General Question
How do you get past wanting what you can't have or can't be?
I’m going to try very hard to be concise and not whiny. We’ll see how that goes.
I am married to a man who does not give compliments. Ever. He’ll do it for employees at work because he has to tell them they have done something well. Or when he’s in a social situation where he feels obligated. (“That chicken was good,” or things like that.) I’ve talked to his mom about it and she said his dad is the same way and that she just learned to live with it. I asked her how and she said it just sort of happened over time. Yay. Big help.
I tried to talk to him about it way in the past, but have always backed down in the discussion because I feel like I’m being a whiner. He will say nice things about some things that I cook, but that’s it. And he does thank me when I do stuff for him, so I don’t think that he takes me for granted. In ten years, he has told me one time that I looked nice. That was at his brother’s wedding (and I was wearing make-up six inches thick) and his comment was, “You look nice.” That’s it. Ever. Unless I’m supposed to count the two times that he has said that an outfit looked nice. Not that it looked nice on me, just that it looked nice.
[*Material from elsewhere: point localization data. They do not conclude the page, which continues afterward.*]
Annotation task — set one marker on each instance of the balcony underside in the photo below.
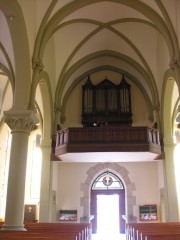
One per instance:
(108, 144)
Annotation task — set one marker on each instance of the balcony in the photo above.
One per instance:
(107, 139)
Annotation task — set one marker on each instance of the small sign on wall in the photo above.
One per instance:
(68, 215)
(29, 213)
(148, 212)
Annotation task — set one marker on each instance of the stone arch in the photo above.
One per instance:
(122, 173)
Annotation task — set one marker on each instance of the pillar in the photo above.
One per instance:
(21, 124)
(172, 212)
(45, 194)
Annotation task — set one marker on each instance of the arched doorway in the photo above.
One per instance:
(108, 203)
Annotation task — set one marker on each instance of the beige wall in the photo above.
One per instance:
(144, 175)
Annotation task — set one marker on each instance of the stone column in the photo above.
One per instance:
(21, 124)
(46, 180)
(172, 212)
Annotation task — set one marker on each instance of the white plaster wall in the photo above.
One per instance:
(144, 175)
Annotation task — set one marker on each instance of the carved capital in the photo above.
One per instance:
(37, 64)
(57, 108)
(175, 63)
(24, 121)
(156, 107)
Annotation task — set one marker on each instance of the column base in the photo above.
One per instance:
(12, 228)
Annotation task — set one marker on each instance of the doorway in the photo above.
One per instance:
(108, 217)
(107, 204)
(108, 207)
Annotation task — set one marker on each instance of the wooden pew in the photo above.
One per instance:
(146, 231)
(50, 231)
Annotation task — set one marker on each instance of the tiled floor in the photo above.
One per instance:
(108, 236)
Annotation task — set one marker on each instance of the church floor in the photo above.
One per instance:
(108, 236)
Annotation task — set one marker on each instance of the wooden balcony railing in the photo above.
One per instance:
(106, 139)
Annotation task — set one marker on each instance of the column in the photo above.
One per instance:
(45, 194)
(172, 212)
(21, 124)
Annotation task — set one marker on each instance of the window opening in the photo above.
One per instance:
(107, 181)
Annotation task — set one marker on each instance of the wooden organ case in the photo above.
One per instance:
(106, 103)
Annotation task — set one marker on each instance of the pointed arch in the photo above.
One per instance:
(122, 173)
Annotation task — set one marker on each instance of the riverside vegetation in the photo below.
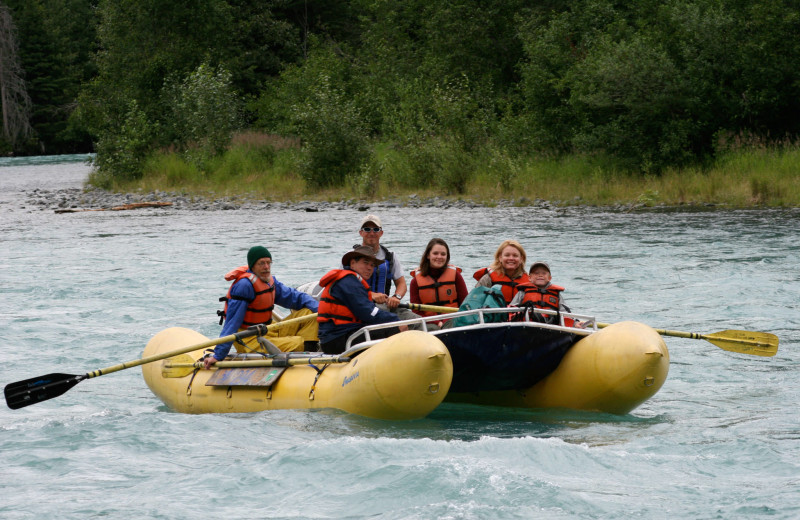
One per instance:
(259, 166)
(592, 101)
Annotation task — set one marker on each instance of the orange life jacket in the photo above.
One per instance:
(507, 285)
(259, 309)
(441, 291)
(331, 309)
(548, 298)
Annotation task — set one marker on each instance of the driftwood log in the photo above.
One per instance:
(133, 205)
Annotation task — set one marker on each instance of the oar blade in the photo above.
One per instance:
(38, 389)
(745, 342)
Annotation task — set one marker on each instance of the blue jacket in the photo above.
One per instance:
(351, 292)
(284, 296)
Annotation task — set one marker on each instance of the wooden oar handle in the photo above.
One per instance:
(427, 308)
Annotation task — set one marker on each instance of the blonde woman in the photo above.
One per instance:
(507, 270)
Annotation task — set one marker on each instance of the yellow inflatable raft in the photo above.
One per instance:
(612, 370)
(405, 376)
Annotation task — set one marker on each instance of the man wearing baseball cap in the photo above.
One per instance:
(389, 268)
(250, 301)
(347, 304)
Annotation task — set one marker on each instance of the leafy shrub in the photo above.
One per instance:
(121, 151)
(205, 112)
(335, 141)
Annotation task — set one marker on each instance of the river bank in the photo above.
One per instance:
(73, 200)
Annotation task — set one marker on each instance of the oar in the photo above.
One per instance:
(741, 341)
(38, 389)
(427, 308)
(184, 369)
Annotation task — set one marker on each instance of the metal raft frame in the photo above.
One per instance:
(421, 323)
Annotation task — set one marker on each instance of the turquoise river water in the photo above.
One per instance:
(83, 291)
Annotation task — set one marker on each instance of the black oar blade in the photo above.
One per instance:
(38, 389)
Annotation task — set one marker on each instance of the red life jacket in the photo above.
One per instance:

I’ve lost 70 pounds, and while I’ve got at least 30 more to go, he has never said one word about what I’ve done. Although I have a theory about that, so I’m not quite as ticked about that one. I just spent an unholy amount of money on make-up at the Bobbi Brown counter, learned how to use it, and nothing from him. I’ve achieved a 3.9 GPA and am close to graduating – nothing. Not one word.
So here’s the question: How do I get over needing to hear him say something nice about me? I don’t know if it’s fair to try to have the conversation with him again. (Although it has been a long time.) I do know that it’s unfair to ask him to change this when I’ve known that this is something he doesn’t do. I didn’t marry him to try to change him. I need to change me and my expectations. I know why, now I need to know how. I am never going to be thin enough, pretty enough or smart enough for him to find it in himself to say anything nice, so how do I get past this?
For the record: Yes, I have a therapist who is trying to help me work on my self-esteem. Yes, I know that this is my issue and not his. He is who he is. What I need here are strategies of how to do this that don’t involve self-affirmation exercises. My apologies if this sounds like whining. I’m really just trying to figure out how to quite being upset about it.